Conforme à l’engagement de la France ?

Devant les Prud’hommes, son avocat, Me Emmanuel Ludot, du barreau de Reims (Marne), a fait valoir une QPC (Question prioritaire de constitutionnalité). Il demande au Conseil constitutionnel de statuer pour savoir si la suspension du contrat de travail de sa cliente est conforme à l’engagement de la France de « respecter ou faire respecter les conventions internationales » sur le droit du travail.

 

La juridiction prud’hommale a suivi la demande de Me Ludot. Dans l’attente de la décision du Conseil constitutionnel, elle a « suspendu l’application de l’obligation vaccinale » de la salariée et a interdit à son employeur de suspendre son contrat de travail.

 

« Cette interdiction pose une difficulté »

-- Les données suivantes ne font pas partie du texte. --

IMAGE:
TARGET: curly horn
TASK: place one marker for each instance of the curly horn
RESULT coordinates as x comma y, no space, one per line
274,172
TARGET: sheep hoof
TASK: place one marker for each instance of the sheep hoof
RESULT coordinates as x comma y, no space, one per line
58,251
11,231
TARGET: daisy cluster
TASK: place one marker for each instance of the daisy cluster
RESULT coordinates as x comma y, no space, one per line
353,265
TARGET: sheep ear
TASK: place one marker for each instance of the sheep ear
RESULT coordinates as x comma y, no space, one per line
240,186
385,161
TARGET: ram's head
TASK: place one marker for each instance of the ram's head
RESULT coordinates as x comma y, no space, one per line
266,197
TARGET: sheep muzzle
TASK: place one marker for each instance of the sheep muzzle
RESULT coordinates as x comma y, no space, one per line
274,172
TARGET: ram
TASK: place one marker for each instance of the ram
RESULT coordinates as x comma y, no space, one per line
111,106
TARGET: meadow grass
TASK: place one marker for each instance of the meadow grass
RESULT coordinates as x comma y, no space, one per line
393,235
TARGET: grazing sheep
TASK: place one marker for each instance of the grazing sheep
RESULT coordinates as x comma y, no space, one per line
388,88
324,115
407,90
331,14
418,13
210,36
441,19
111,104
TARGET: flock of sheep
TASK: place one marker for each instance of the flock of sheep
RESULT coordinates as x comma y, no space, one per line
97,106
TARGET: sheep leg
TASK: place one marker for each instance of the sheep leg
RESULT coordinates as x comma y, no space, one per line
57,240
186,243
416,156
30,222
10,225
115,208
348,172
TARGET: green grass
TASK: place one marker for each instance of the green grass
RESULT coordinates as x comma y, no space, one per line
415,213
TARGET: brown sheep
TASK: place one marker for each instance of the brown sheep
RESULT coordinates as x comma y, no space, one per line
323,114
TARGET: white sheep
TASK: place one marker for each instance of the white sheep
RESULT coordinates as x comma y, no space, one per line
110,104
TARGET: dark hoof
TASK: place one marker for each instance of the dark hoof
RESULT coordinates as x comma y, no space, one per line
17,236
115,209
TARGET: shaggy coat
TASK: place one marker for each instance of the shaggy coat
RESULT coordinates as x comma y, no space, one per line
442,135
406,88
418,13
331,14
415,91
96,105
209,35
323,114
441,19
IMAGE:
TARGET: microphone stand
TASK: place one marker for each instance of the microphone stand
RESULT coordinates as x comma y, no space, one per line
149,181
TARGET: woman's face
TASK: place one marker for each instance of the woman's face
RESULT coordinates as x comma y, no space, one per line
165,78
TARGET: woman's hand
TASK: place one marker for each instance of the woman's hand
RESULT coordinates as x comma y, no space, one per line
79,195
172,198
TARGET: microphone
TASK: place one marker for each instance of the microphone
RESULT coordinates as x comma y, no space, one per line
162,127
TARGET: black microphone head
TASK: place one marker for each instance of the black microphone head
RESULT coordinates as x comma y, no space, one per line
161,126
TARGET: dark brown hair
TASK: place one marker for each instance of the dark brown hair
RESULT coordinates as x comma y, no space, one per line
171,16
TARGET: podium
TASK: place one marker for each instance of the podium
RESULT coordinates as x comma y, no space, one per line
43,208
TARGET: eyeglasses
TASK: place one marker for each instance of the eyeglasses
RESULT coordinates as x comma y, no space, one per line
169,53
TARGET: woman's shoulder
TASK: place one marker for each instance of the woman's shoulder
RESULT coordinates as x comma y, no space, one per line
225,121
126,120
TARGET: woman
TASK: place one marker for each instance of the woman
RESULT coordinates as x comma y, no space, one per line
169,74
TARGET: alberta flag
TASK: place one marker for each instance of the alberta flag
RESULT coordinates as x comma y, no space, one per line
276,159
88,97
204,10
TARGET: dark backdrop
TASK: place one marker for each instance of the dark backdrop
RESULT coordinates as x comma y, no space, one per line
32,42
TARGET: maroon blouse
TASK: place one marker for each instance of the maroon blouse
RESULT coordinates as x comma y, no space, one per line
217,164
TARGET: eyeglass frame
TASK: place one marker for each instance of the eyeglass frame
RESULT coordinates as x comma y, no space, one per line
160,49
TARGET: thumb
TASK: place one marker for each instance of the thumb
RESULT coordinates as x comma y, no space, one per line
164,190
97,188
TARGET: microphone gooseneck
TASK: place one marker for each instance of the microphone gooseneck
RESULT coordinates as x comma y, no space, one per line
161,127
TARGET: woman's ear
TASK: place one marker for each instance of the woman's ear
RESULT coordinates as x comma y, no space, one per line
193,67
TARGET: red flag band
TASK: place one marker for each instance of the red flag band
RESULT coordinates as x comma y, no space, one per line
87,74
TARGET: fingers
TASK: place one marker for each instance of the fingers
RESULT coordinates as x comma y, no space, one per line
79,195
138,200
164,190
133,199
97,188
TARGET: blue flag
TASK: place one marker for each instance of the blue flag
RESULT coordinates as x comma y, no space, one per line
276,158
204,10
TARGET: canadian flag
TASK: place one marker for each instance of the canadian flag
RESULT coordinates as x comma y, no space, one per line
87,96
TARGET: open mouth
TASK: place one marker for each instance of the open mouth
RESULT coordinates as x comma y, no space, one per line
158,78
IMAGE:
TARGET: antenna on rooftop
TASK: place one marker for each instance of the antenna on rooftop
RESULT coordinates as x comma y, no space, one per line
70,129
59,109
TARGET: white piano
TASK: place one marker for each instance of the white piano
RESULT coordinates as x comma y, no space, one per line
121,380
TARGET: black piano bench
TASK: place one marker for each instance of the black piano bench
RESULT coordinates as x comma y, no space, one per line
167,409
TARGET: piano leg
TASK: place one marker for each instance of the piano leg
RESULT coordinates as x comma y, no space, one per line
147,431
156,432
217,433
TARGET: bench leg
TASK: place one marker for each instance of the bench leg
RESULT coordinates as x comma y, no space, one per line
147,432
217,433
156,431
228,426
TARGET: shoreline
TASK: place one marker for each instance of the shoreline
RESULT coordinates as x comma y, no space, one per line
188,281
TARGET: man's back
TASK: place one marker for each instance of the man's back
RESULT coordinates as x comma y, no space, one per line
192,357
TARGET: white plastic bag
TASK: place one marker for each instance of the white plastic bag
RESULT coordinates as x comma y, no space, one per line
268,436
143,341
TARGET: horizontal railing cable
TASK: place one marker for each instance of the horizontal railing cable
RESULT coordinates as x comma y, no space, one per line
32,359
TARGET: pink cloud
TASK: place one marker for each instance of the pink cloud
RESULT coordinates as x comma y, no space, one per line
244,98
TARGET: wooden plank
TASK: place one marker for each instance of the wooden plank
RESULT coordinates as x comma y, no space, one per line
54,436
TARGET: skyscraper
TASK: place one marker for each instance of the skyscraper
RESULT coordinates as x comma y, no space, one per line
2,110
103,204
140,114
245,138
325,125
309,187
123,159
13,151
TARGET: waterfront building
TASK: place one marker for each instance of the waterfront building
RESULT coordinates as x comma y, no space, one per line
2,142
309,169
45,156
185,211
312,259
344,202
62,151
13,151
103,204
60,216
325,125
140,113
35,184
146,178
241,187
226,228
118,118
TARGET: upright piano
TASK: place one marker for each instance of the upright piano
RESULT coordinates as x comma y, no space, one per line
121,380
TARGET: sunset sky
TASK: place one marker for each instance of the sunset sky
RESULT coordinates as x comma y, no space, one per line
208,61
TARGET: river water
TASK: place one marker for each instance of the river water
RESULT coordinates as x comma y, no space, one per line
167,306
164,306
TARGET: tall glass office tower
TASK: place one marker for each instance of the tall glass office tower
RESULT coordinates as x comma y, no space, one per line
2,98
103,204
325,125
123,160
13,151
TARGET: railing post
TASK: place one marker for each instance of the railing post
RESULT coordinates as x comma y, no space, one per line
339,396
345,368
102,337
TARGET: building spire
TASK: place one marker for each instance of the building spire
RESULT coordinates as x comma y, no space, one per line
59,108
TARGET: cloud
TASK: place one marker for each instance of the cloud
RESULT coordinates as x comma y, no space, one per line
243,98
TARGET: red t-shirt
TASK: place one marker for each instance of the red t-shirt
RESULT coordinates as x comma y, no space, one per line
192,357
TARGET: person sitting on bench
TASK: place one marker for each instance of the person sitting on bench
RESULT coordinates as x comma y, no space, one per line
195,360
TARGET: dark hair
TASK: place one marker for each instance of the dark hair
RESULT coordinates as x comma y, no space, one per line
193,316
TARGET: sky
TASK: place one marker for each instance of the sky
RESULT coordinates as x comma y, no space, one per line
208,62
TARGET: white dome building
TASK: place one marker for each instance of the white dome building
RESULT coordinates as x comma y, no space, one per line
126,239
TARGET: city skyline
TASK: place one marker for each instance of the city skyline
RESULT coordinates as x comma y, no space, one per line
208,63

Cette interdiction est contestée par l’AIST 22, l’employeur se réservant le droit de faire appel. Me Karine Rivoallan, son avocate, du barreau de Saint-Brieuc, s’étonne : « Cette interdiction pose une difficulté car le juge doit veiller à l’application de la loi et ne pas l’empêcher. Tant que la suspension du contrat de travail pour non-vaccination n’est pas jugée inconstitutionnelle, ça doit être appliqué. »

Si, le 6 novembre, à l’issue de son arrêt de travail, le Conseil constitutionnel ne s’est pas prononcé dans cette affaire, la salariée pourra réintégrer son poste.